Manfred und Suanne, besser und korrekter Susanne und Manfred 55 und 56, aus Hamm in Westfalen, nunmehr ebenso zu Hause wie wir, also hinter dem wild schäumenden Dimçay, wir dürfen deren Freunde sein, haben ihren Blick für das Wesentliche aus ihrer Heimat mitgebracht. Wir kennen einander aus Bombolas einst noch guten Zeiten. Unsere Frauen haben aktiv den Kleiderladen mit Schwung gemanagt, nach Jahren war das Engagement nicht mehr gefragt, fragt man sich heute noch.

Hier nun kommt Ali ins Spiel – und dieser Ali macht mich sehr sehr neugierig. Er habe in Sachen Hund, die keinen Besitzer haben oder Hunde, deren Besitzer sie an die Kette legen und verkommen lässt, Vollmachten von der Stadt Alanya. Davon scheint es mehr als genug zu geben.

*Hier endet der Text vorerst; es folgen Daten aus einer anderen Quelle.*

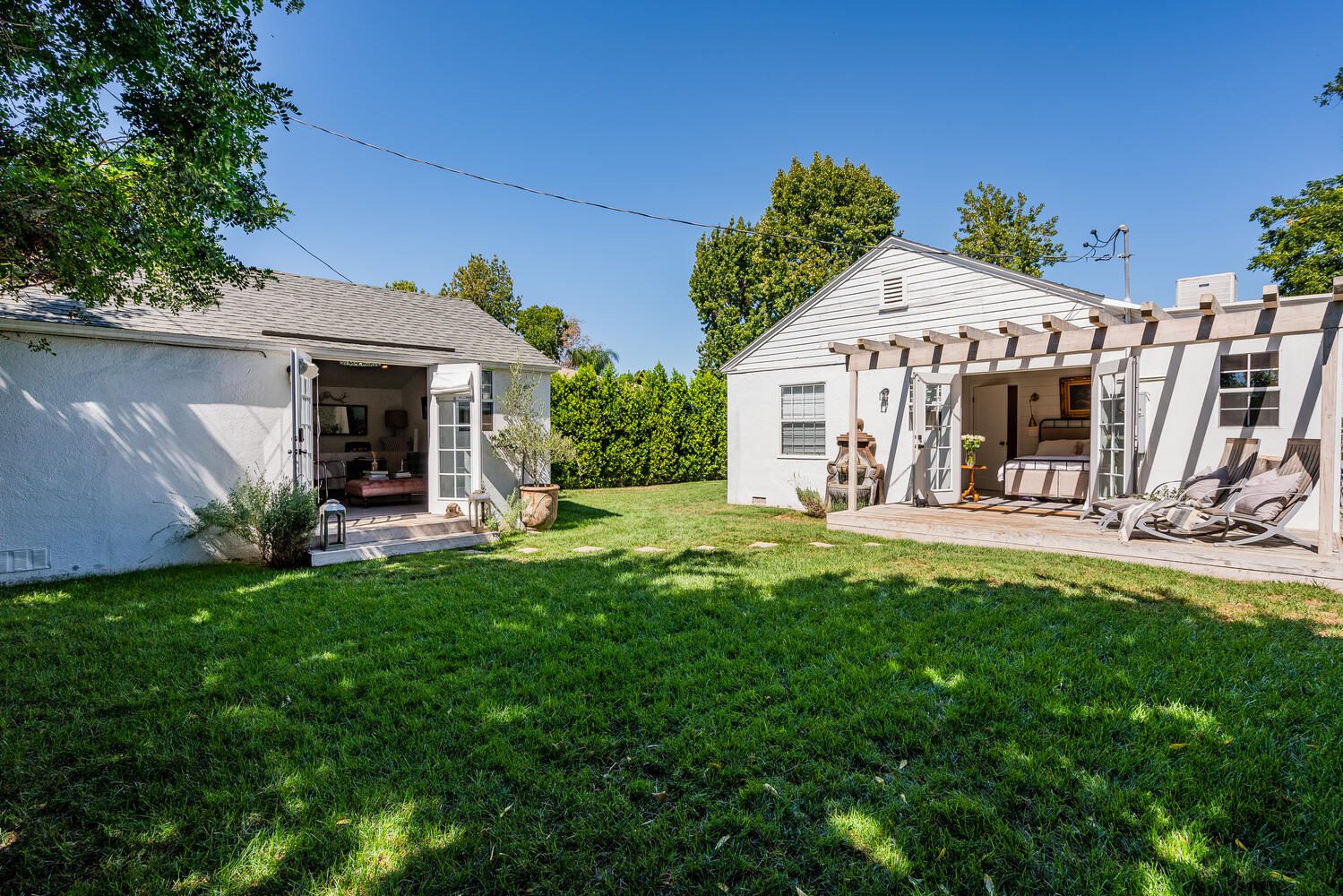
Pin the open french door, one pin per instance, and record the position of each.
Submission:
(1114, 429)
(936, 424)
(303, 450)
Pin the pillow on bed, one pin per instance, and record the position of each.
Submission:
(1057, 447)
(1265, 495)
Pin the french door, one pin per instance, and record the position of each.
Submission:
(1114, 427)
(936, 429)
(303, 447)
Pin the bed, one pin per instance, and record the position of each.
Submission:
(1060, 469)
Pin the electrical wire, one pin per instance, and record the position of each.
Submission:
(645, 214)
(314, 255)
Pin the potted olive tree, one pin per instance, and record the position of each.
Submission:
(529, 446)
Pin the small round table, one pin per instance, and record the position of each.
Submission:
(970, 490)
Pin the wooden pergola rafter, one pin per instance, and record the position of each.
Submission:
(1106, 332)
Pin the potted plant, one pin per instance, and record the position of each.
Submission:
(529, 446)
(971, 444)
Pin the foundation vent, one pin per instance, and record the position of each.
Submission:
(24, 559)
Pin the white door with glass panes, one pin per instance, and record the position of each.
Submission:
(935, 408)
(454, 435)
(1114, 427)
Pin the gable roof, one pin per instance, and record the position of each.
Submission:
(314, 314)
(943, 254)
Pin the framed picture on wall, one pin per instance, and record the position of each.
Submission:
(1074, 397)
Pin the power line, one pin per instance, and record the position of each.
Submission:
(643, 214)
(314, 255)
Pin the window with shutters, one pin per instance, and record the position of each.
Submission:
(1248, 390)
(804, 425)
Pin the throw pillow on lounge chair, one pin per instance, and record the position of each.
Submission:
(1205, 484)
(1264, 495)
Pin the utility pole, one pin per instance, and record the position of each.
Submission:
(1123, 228)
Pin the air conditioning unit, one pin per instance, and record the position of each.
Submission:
(1187, 289)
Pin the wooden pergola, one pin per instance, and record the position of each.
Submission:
(1106, 332)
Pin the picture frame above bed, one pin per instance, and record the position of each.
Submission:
(1074, 397)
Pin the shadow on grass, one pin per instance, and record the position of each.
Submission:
(627, 723)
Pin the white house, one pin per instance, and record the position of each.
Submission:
(925, 346)
(139, 414)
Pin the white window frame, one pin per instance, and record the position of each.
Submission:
(1253, 363)
(813, 418)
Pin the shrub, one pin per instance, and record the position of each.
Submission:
(277, 519)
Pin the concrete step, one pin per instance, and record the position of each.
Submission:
(398, 547)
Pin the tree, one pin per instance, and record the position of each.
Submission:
(132, 134)
(489, 285)
(1303, 237)
(1302, 244)
(546, 328)
(1007, 231)
(742, 282)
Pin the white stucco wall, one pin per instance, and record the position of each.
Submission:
(107, 443)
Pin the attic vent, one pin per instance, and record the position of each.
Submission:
(893, 290)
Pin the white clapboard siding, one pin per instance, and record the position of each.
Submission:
(938, 295)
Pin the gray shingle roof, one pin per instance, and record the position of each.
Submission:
(316, 314)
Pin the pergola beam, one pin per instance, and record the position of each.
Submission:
(974, 333)
(1055, 324)
(1012, 330)
(1100, 317)
(1151, 314)
(939, 339)
(1296, 317)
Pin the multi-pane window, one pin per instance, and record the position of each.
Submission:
(487, 401)
(805, 419)
(1248, 390)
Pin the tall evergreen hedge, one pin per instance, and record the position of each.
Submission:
(641, 429)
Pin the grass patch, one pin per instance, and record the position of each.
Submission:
(858, 719)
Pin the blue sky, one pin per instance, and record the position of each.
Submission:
(1175, 118)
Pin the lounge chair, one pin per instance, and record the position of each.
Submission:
(1224, 524)
(1238, 458)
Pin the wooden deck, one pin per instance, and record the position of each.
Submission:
(1065, 535)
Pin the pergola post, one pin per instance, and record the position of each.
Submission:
(1330, 444)
(853, 435)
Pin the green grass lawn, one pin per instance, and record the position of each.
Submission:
(798, 719)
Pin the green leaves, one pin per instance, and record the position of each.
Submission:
(1006, 231)
(742, 284)
(133, 136)
(1303, 237)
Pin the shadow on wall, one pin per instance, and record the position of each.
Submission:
(689, 719)
(110, 444)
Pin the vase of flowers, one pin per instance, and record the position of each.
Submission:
(971, 444)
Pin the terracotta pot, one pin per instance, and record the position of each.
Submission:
(541, 504)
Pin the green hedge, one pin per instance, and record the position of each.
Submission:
(641, 429)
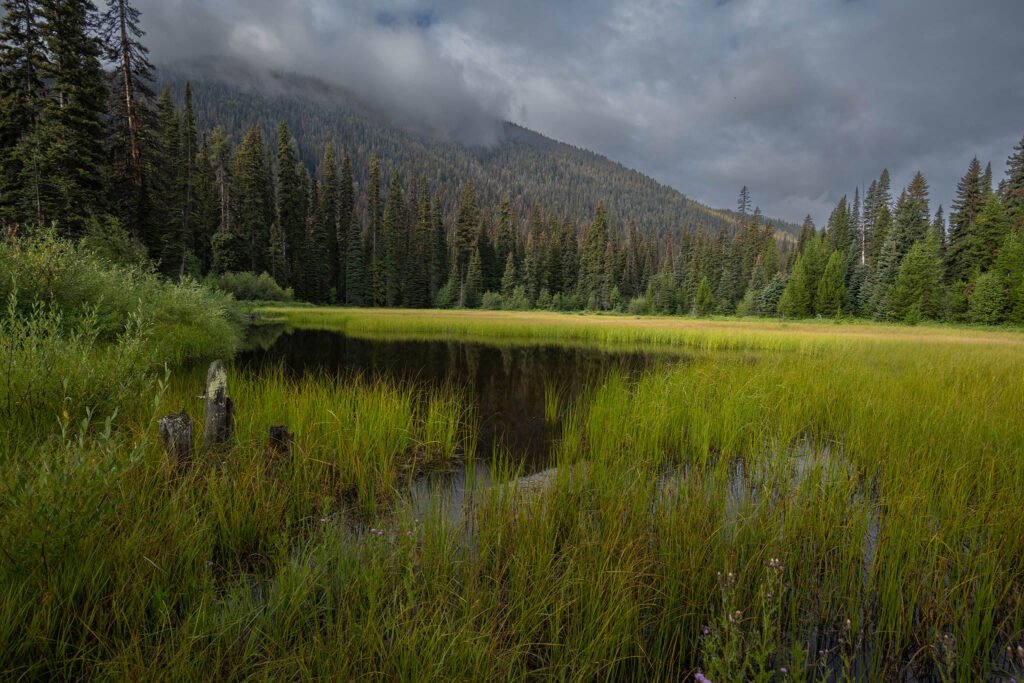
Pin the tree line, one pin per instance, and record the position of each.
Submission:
(88, 146)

Ali, der noch Unbekannte, kümmert sich um Kastrationen, um Streicheleinheiten, vor allem um Futter für Viele. Ali kenne aber auch keine Grenzen, wenn es zu viel wird, weil zu Viele ihren Köter loswerden wollen. Das macht ihn stinkwütend. Aber er macht auch zu. Seinen Telefonanschluss unterdrückt er, wenn ihm ein Ohr oder beide Löffel abgequatscht werden, in facebook kündigt er notwendige Pausen zur Selbstbesinnung an.

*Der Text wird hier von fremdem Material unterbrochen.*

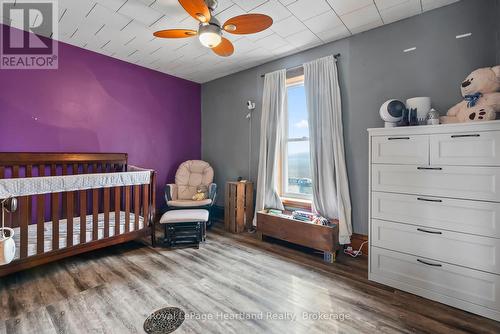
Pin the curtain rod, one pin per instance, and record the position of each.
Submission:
(337, 56)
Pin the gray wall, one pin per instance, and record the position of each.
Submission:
(372, 69)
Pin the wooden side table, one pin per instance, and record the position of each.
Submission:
(238, 208)
(323, 238)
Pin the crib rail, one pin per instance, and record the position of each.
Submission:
(83, 209)
(26, 164)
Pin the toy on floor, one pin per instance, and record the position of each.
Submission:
(481, 92)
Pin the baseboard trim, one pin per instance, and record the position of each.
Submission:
(357, 240)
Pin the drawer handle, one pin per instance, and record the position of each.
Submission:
(398, 138)
(430, 200)
(463, 136)
(430, 168)
(427, 231)
(430, 264)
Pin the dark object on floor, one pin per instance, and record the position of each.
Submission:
(184, 234)
(164, 321)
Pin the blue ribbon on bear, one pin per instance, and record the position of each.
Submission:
(472, 99)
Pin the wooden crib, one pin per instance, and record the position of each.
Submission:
(51, 226)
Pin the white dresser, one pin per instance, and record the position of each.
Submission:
(434, 214)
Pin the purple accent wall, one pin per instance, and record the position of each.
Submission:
(94, 103)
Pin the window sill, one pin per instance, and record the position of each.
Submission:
(297, 203)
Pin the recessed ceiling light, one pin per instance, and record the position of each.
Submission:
(463, 35)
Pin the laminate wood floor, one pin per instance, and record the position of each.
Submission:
(232, 284)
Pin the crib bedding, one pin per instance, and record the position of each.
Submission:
(27, 186)
(32, 231)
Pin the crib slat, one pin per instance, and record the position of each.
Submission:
(145, 204)
(83, 216)
(76, 201)
(117, 210)
(127, 209)
(106, 212)
(55, 220)
(64, 194)
(69, 215)
(95, 214)
(40, 220)
(23, 226)
(137, 206)
(16, 216)
(29, 173)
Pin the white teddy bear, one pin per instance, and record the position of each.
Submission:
(481, 92)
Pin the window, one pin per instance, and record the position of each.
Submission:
(295, 160)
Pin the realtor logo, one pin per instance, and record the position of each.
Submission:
(28, 34)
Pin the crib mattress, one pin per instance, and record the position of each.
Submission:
(113, 229)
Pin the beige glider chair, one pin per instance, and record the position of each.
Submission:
(191, 176)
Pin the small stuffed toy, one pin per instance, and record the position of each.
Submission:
(201, 193)
(481, 92)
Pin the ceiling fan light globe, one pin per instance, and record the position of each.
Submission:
(209, 36)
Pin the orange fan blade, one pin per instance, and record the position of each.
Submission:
(225, 48)
(197, 9)
(176, 33)
(248, 24)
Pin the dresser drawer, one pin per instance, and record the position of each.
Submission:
(466, 149)
(444, 282)
(475, 183)
(400, 150)
(474, 217)
(466, 250)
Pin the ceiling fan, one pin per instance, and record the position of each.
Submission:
(210, 30)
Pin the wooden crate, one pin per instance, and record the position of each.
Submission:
(323, 238)
(238, 209)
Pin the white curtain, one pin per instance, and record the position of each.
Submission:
(273, 109)
(331, 197)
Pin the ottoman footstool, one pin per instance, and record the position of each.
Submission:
(184, 227)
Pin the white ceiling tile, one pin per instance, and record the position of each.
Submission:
(360, 18)
(367, 26)
(259, 35)
(97, 25)
(323, 22)
(334, 34)
(100, 15)
(172, 10)
(274, 9)
(222, 5)
(343, 7)
(433, 4)
(111, 4)
(140, 12)
(305, 9)
(287, 2)
(248, 5)
(230, 12)
(303, 38)
(288, 26)
(271, 42)
(392, 10)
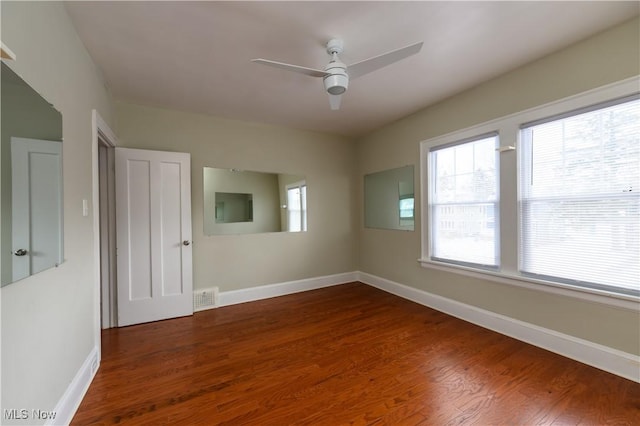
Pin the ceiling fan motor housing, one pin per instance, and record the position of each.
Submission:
(337, 82)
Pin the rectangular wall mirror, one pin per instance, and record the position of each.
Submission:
(389, 201)
(247, 202)
(31, 180)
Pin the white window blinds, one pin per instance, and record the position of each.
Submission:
(579, 197)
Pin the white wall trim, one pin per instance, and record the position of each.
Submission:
(280, 289)
(67, 406)
(605, 358)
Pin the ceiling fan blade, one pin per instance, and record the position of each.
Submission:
(377, 62)
(295, 68)
(334, 101)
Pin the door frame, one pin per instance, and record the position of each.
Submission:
(101, 135)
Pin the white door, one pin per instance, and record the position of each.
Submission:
(36, 205)
(153, 226)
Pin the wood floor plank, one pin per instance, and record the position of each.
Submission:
(348, 354)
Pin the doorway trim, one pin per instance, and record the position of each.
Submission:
(101, 134)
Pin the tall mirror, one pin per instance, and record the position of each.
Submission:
(31, 180)
(248, 202)
(389, 199)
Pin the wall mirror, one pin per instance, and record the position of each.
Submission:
(389, 199)
(248, 202)
(31, 180)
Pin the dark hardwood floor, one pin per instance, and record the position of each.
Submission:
(349, 354)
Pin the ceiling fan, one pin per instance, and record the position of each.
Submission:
(336, 74)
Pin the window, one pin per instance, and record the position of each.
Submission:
(463, 200)
(297, 207)
(579, 204)
(547, 198)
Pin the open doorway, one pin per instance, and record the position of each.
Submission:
(106, 182)
(104, 143)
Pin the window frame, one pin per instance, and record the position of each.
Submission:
(303, 205)
(496, 203)
(508, 128)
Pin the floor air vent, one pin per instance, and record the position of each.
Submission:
(205, 298)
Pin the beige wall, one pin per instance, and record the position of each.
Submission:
(48, 320)
(239, 261)
(605, 58)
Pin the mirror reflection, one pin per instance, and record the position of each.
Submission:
(248, 202)
(31, 180)
(389, 201)
(232, 208)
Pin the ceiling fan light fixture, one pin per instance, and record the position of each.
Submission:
(336, 84)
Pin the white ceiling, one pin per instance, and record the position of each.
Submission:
(195, 56)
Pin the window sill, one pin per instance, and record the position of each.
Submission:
(592, 295)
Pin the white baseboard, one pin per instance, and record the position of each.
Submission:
(68, 405)
(605, 358)
(280, 289)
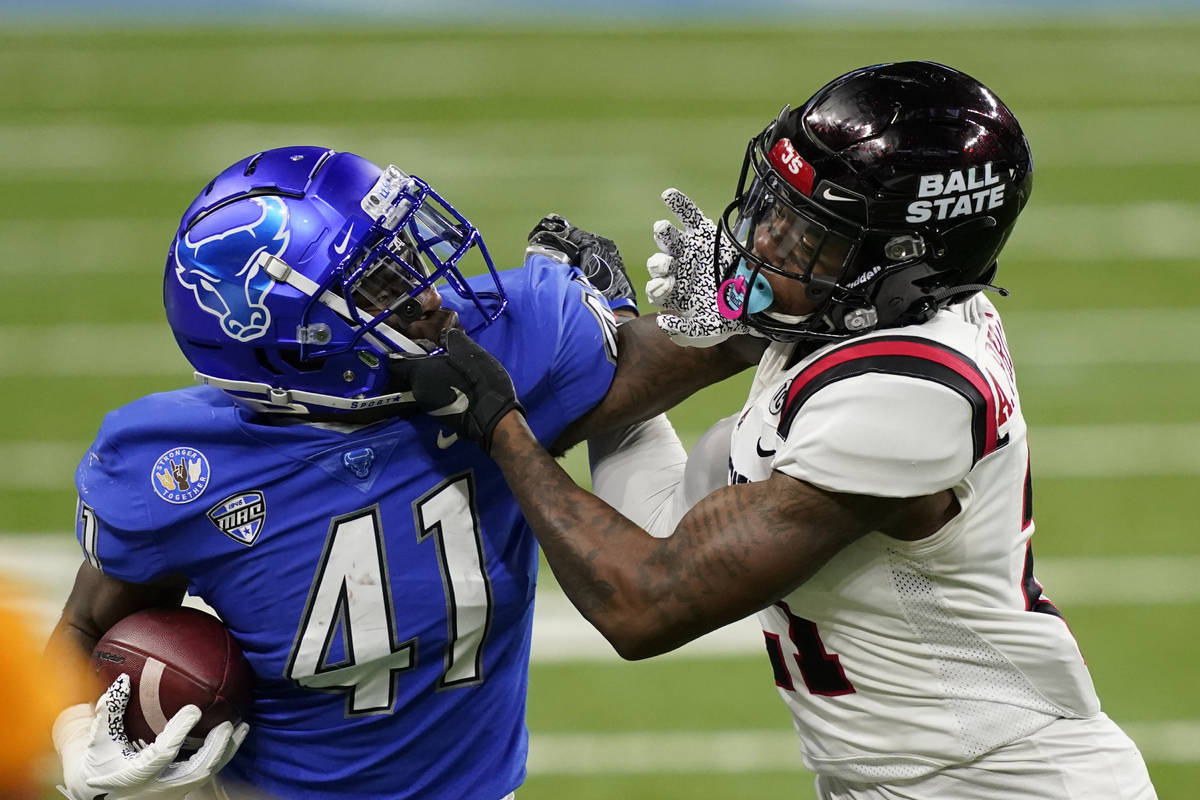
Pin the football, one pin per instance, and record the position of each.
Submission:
(174, 657)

Ali, Unbekannter, der Hunde liebt und darüber nicht nur in facebook berichtet und der sich offenbar nur Wenigen zu erkennen zu geben scheint, wollen wir? Miteinander? Fragt dich ein Neugieriger

IMG_20181202_175908.jpg

 

Vorlaute neue Couch . . .


Kürzlich leisteten wir uns eine neue Sitzgelegenheit vor der Glotze, eine neue Couch. Rendite steckt da nicht mehr drin, aber der Wunsch nach einer neuen Bequemlichkeit. Vor dem Sitzen kommen die Beanstandungen, offenbar Standard in unserer Wahlheimat.

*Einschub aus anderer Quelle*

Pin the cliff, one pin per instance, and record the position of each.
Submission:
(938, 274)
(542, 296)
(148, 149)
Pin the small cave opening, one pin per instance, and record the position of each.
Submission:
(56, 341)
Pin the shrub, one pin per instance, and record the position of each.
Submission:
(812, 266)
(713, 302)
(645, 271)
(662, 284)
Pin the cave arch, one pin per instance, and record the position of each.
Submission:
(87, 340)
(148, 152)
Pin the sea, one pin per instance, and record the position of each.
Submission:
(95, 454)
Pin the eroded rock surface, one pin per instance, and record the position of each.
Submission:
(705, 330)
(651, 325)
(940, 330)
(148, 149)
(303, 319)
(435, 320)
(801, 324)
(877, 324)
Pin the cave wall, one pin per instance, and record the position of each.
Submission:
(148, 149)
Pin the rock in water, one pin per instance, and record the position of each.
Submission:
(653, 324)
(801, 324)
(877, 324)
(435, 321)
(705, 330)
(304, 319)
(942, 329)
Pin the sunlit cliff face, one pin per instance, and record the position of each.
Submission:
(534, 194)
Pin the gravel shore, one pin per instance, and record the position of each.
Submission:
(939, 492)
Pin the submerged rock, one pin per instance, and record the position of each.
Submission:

Erst schlug sie Altersfalten, etwas früh für die Neue. Leicht widerwillige Reaktion, wer lässt sich schon mangelnde Schönheit vorwerfen, schon gar nicht bei Altersfalten, welche Wellen schlugen beim Drauflümmeln.

Das eigenwillige Möbel wurde gestrafft, aufgefüllt und freudestrahlend wieder in Empfang genommen, was machen da schon einige Wochen Abwesenheit aus. Schließlich sind wir noch rüstig genug, uns von  den Polstern der Alten, natürlich der alten Couch, vom Boden zu erheben,  man gönnt sich ja sonst nichts.

Ich komme zum Punkt: die Aufgebrezelte macht Geräusche. Es klingt beim Aufstehen wie beim Hinplumpsen wie ein unanständiges Geräusch, wie ein Furz! Missbilligung aus der Ecke meiner Liebsten, ob ich . . . Nein! Ich war das nicht. Aber es klang so, der Haussegen bewegte sich leise an der Wand. Ich stehe auf, gieße mir einen zum Trost der wunden Seele ein . . . Inzwischen gewöhnten wir uns an diese Art der Soffamitsprache, grinsend uns gegenseitig bezichtigend.

Aber was sollen die Leute denken? Wenn sie schnüffelnd und strafend und missbilligend herumschauen und wir verlegen genug wegschauen, Fremdschämen.